The linked paper shows how the klein bottle maps onto the space. Basically, grids which have an orientation (horizontal or vertical stripes) are more common and join together to form a klein bottle. That tendency towards orientation might be an artefact of the camera or might be because cameras are usually held horizontal or vertical relative to the sky.
The second (expository) paper is pretty readable. I have only the barest grasp of algebraic topology but I believe I have a rough high-level understanding of what it is doing. It would be interesting to implement their barcode program independently to test whether or not I really understand.
The comment is interesting. He? argues that any 2 manifold with no edges would be likely to end up as a Klein bottle.
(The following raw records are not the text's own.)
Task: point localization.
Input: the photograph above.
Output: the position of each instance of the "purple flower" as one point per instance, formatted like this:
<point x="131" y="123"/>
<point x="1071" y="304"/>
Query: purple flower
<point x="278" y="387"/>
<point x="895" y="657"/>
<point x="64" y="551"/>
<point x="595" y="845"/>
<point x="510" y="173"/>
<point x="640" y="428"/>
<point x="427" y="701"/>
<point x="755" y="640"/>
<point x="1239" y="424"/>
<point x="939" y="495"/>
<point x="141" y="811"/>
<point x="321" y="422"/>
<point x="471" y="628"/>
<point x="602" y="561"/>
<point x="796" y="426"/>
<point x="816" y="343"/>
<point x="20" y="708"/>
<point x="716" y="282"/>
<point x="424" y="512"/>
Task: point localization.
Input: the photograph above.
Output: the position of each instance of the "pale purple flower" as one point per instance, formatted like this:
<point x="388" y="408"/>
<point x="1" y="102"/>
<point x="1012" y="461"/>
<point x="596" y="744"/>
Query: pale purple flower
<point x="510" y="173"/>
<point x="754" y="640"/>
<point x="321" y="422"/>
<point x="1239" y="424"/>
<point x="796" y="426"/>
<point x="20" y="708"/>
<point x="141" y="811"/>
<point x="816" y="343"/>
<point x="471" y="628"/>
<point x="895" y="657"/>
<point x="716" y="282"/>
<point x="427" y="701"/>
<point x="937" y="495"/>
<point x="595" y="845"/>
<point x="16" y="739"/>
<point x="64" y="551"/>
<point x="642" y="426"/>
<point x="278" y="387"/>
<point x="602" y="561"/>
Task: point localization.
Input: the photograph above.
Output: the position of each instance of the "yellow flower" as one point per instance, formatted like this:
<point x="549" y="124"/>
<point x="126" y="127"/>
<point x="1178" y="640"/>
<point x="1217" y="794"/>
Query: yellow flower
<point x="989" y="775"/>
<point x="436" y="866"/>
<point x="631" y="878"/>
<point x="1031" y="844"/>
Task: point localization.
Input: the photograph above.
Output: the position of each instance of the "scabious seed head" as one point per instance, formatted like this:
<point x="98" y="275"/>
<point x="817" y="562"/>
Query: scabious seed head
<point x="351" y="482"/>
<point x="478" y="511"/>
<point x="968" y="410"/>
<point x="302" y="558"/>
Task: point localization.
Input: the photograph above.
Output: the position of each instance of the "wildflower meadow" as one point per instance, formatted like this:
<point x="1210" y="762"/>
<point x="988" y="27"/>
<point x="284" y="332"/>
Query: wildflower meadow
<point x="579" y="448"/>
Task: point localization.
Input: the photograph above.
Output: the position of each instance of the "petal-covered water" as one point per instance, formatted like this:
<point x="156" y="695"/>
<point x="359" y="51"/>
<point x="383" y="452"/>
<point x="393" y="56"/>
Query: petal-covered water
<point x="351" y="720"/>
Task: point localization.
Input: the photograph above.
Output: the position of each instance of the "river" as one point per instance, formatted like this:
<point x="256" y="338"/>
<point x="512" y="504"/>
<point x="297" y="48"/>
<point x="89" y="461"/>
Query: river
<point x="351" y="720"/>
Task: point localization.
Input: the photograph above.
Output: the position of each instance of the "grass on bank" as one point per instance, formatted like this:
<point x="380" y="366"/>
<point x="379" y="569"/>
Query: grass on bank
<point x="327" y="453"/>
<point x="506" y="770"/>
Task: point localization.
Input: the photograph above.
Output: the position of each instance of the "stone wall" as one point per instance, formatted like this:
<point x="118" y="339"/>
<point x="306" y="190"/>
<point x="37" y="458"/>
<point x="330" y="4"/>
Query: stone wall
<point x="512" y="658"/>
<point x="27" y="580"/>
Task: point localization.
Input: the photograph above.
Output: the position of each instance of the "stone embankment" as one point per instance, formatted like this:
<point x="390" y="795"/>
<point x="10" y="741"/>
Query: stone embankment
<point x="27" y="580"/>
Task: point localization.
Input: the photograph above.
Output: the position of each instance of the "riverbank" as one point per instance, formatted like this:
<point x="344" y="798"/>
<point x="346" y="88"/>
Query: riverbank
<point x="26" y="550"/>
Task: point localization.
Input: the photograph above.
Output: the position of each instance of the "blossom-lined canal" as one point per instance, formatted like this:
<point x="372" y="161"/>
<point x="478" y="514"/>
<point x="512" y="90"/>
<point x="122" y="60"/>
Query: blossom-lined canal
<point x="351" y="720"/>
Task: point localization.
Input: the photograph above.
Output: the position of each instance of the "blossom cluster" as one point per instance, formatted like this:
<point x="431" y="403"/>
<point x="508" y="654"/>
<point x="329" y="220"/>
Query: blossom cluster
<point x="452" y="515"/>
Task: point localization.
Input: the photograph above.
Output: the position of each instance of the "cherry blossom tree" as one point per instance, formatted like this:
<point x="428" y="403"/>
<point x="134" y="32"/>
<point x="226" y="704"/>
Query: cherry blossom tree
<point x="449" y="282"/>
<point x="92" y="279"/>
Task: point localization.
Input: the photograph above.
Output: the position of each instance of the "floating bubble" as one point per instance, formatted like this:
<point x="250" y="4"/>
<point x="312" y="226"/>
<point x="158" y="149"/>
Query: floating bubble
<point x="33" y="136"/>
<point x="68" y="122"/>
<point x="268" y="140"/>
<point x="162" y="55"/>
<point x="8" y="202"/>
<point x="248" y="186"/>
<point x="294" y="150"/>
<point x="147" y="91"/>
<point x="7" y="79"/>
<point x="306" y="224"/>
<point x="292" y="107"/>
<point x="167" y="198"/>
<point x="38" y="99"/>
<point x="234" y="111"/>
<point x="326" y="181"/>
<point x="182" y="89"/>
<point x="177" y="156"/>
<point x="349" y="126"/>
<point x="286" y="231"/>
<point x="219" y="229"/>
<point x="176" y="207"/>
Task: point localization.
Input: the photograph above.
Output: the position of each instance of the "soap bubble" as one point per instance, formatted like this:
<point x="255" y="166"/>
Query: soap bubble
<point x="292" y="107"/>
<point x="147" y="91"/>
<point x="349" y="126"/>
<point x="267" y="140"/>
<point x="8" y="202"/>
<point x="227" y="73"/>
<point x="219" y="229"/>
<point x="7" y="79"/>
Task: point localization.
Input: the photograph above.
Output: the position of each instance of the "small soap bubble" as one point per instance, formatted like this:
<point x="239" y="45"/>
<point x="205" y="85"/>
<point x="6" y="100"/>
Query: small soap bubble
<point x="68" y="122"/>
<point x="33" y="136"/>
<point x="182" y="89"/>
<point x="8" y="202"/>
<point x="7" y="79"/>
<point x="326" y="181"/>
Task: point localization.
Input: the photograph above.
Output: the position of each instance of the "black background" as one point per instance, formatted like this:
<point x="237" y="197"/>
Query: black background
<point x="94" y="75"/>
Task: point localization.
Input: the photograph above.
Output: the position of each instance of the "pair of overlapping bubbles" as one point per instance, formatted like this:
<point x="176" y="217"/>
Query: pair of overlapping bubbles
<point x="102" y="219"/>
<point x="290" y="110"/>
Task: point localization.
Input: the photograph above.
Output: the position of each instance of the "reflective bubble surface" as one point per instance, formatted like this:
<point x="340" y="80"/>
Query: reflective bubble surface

The question is then why a 2 manifold. Well, the thing we're asking about is a 2d picture, right? Maybe that has something to do with it. Let's suppose we tried the same trick using 3x3x3 pixel representations of STL models — might that turn out to be form a simple edge less 3 manifold embedded in 27 dimensional space? (perhaps for simplicity we could use 2x2x2 cubes and look at 8 dimensional space... In essence we're talking about a population of 2d data arbitrarily but consistently mapped into higher dimensional space and we discover it maps to a 2 manifold.
Are you talking about things like sensor noise and chromatic aberration? It would be interesting to see if downsampling the image beforehand affects the result.
However, it's hard to separate image patterns from camera structure insofar as linear projection is a result of camera structure.
I was thinking about CFA mosaic and JPG compression, I think these may introduce some axis aligned artifacts. But maybe they took it into account (using raw format?) or effect is not relevant in this case.
Even in raw format, all digital cameras apply some amount of sharpening [1] even when the setting is "off" in the camera menu. Also, all raw format conversion software (Lightroom, Capture One, etc.) applies sharpening by default.
I could imagine that a sharpening algorithm could transform a random distribution into something with structure. That the authors appear to not reference camera or image sharpening anywhere in the paper is somewhat worrisome.